HONG KONG -- The massive leak of documents known as the Panama Papers suggests that Hong Kong has played a role of connecting China's elite with a global network of tax havens.
Top officials in China's Communist Party are tied to this link via relatives who have established permanent residency in Hong Kong.
Family members of sitting senior party officials have used identification issued by the Hong Kong government to set up investment companies in tax havens such as the British Virgin Islands, newspaper Ming Pao and other media here reported in early May. Those reports are drawn from millions of files from Panamanian law firm Mossack Fonseca leaked to the International Consortium of Investigative Journalists, of which Ming Pao is a collaborator.
The daughter-in-law of Liu Yunshan, a member of the Politburo Standing Committee and fifth-ranking member of the Communist Party, apparently acquired Hong Kong permanent residency in 2008. The daughter and son-in-law of Vice Premier Zhang Gaoli are reported to reside in a luxury property in the city and go by names pronounced in Cantonese. Relatives of former top officials, including Premier Li Peng and the late Deng Xiaoping, have also made Hong Kong their permanent home.
These family members' reasons for obtaining Hong Kong residency are unclear. One financial industry insider speculated that the comparative ease of doing business in the city could be a driving factor, noting that firmer rule of law in Hong Kong than on the mainland makes real estate investment safer.

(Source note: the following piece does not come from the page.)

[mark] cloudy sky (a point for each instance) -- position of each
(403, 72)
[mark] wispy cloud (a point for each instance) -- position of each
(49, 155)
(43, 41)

But an expert well-versed in the use of tax havens pointed out that Hong Kong is often no more than a stopover for funds headed elsewhere. Private banks and other foreign-affiliated financial institutions managing assets for the wealthy abound here, as do lawyers and accounting professionals.
If investors can evade China's strict capital controls and get their money to Hong Kong, it can then be easily forwarded to locales such as the U.S., the U.K. and Australia -- places Chinese authorities' gaze has difficulty penetrating -- by way of shell companies in tax havens. Hong Kong residents can act as financial point men for an entire family.
Obtaining Hong Kong residency is certainly not illegal for those from the mainland. Yet it is not an easy process for most. Candidates are required to reside continuously on the island for at least seven years, meaning they and their spouses must work for Hong Kong-based companies. Children of Communist Party officials often meet that requirement by serving at the Hong Kong offices of Chinese state enterprises.
Until recently, resident visas could also be obtained by investing at least 10 million Hong Kong dollars ($1.28 million at current rates) in designated financial instruments, including stocks, bonds and insurance. This path was officially closed to mainland residents, though many circumvented restrictions by first establishing permanent residency in Gambia or other African nations with loose regulations. This system was eventually abolished in January 2015.
Senior government officials, executives at state enterprises and others who have amassed a fortune on the mainland are frequently derided for their tendency to park their families and assets abroad, ready to escape at a moment's notice. President Xi Jinping's crackdown on these figures in his anti-corruption drive has drawn widespread acclaim.
Yet the Panama Papers could muddy the distinction between the anti-graft crusader and his targets, painting top party cadres and corrupt officials as very much the same. Beijing has banned coverage of the documents, painfully aware of the threat close examination could pose to the perceived legitimacy of Communist Party rule.